En la cocina bastó una mirada. Se abrazaron en silencio. Su madre, sus hermanas. Prepararon café. Alguien fue a conversar con los niños. Él salió al jardín y caminó rodeando la casa. El jardín que el padre sembró, cuidó, regó y desmalezó pacientemente por años, estaba a oscuras y en silencio. Le hacían falta luces, pensó.

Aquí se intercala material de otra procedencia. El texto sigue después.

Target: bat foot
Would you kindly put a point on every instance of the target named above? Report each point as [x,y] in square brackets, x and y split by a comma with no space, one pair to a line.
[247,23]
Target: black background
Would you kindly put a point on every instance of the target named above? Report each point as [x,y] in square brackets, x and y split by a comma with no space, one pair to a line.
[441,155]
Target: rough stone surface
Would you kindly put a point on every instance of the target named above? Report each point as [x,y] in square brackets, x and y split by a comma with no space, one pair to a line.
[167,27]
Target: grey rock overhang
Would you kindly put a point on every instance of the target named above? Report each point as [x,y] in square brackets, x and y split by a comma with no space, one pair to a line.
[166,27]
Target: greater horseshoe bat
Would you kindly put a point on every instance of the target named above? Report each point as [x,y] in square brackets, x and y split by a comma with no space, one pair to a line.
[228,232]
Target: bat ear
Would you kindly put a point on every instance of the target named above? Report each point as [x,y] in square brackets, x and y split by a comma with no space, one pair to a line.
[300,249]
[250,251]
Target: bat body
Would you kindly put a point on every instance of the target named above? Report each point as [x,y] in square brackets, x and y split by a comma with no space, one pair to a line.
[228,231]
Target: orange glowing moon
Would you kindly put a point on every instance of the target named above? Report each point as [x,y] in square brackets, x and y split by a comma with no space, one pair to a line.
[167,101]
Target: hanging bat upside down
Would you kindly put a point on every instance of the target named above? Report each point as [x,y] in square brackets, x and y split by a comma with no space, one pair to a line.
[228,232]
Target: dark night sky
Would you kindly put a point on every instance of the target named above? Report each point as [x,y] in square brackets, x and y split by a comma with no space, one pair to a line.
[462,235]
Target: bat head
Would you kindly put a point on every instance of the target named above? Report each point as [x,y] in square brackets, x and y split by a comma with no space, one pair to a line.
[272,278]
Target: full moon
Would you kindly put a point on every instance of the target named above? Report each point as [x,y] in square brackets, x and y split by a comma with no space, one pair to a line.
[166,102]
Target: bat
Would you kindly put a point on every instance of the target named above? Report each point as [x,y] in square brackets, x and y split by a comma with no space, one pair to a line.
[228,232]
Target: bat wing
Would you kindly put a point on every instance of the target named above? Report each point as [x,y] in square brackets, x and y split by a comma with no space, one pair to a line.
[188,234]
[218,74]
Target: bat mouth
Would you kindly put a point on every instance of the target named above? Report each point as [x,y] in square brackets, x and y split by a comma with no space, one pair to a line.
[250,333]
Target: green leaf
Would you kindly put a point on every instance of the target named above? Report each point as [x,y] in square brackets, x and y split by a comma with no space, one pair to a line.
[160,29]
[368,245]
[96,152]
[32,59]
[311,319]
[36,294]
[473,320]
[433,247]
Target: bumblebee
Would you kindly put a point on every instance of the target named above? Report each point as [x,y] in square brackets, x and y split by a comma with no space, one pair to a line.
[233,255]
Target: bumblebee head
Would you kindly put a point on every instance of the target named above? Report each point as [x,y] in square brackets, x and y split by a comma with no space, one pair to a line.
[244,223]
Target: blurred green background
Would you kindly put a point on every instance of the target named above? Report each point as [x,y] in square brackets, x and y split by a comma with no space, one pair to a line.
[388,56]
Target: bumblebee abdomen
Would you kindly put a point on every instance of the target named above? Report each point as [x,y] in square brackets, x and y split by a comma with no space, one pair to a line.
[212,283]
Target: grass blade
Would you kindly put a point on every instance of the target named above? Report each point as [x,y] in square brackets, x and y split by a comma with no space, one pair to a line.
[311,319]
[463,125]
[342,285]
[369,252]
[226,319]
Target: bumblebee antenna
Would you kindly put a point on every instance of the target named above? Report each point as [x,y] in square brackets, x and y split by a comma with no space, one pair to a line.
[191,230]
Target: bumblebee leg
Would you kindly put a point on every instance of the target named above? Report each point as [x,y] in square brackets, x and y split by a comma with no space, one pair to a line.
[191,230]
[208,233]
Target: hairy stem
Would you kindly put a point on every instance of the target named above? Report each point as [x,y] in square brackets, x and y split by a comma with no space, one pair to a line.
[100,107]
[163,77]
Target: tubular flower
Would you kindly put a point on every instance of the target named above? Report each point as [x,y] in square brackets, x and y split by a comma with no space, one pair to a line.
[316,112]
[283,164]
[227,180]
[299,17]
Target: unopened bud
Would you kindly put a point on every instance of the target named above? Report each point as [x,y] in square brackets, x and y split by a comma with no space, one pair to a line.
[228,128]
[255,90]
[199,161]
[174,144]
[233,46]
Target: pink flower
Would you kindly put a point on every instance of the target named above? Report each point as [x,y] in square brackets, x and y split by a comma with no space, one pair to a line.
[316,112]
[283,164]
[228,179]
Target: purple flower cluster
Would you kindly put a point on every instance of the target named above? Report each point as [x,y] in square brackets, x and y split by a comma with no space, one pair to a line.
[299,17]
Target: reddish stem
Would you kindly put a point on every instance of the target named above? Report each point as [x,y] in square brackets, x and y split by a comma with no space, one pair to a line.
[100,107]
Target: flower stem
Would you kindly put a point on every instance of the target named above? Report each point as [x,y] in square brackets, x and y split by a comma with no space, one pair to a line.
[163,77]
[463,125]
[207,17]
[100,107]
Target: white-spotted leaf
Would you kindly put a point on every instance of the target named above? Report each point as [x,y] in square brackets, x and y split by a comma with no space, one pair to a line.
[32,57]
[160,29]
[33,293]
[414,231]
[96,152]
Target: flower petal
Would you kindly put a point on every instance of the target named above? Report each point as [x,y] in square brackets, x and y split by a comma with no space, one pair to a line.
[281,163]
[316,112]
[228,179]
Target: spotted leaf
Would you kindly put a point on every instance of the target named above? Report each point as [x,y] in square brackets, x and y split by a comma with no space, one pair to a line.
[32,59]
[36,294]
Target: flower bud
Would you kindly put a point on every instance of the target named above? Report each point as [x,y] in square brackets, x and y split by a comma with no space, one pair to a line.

Tiempo después él me diría que de la mañana siguiente lo más duro fue el momento solitario y solemne en que, como hombre de la casa, vistió a su padre y lo preparó para el velorio. Le impresionó lo delgado que estaba. Tan frágil. Ni la sombre del hombre que lo vencía en ajedrez o que pala en mano trasplantaba sus árboles. Tardó un largo rato en terminar la tarea  de vestirlo, mientras el pecho le dolía. No quería llorar en presencia del cuerpo del padre. Quería llorar solo.
En los días sucesivos tampoco tuvo ocasión de llorar como deseaba. Las personas entraban y salían. Amigos, familiares que venían desde lejos. La presencia de muchas de esas personas le parecía un estorbo plagado de frases hechas y abrazos eternos. Sabía que luego todos desaparecerían y la familia volvería a cerrarse en círculo.

El quedaría solo. A cargo de las mujeres. Madre, hermanas, esposa, hijas. Un hombre sin padre. Incompleto. Sentía que se hacía hombre recién ahora. Es posible volverse hombre siendo adulto? Le pareció que sí. Antes era un niño grande. La vida era un juego, hasta ahora.

Cada mañana, luego de la muerte del padre, cuando se afeitaba, el espejo le traía un recuerdo. Su padre le había dicho varias veces que un hombre debía poder mirarse al espejo sin ponerse colorado. Le parecía un buen consejo para empezar el día y la rutina. Esa rutina que no respeta ausencia ni duelo.

Puso faroles en el jardín del padre. Los fines de semana cuando visitaba a su madre, lo regaba. Sentado en el escaño debajo del roble recordaba y sonreía. Había sido un buen padre. Y él había sido un buen hijo. Sólo les había faltado tiempo para jugar más.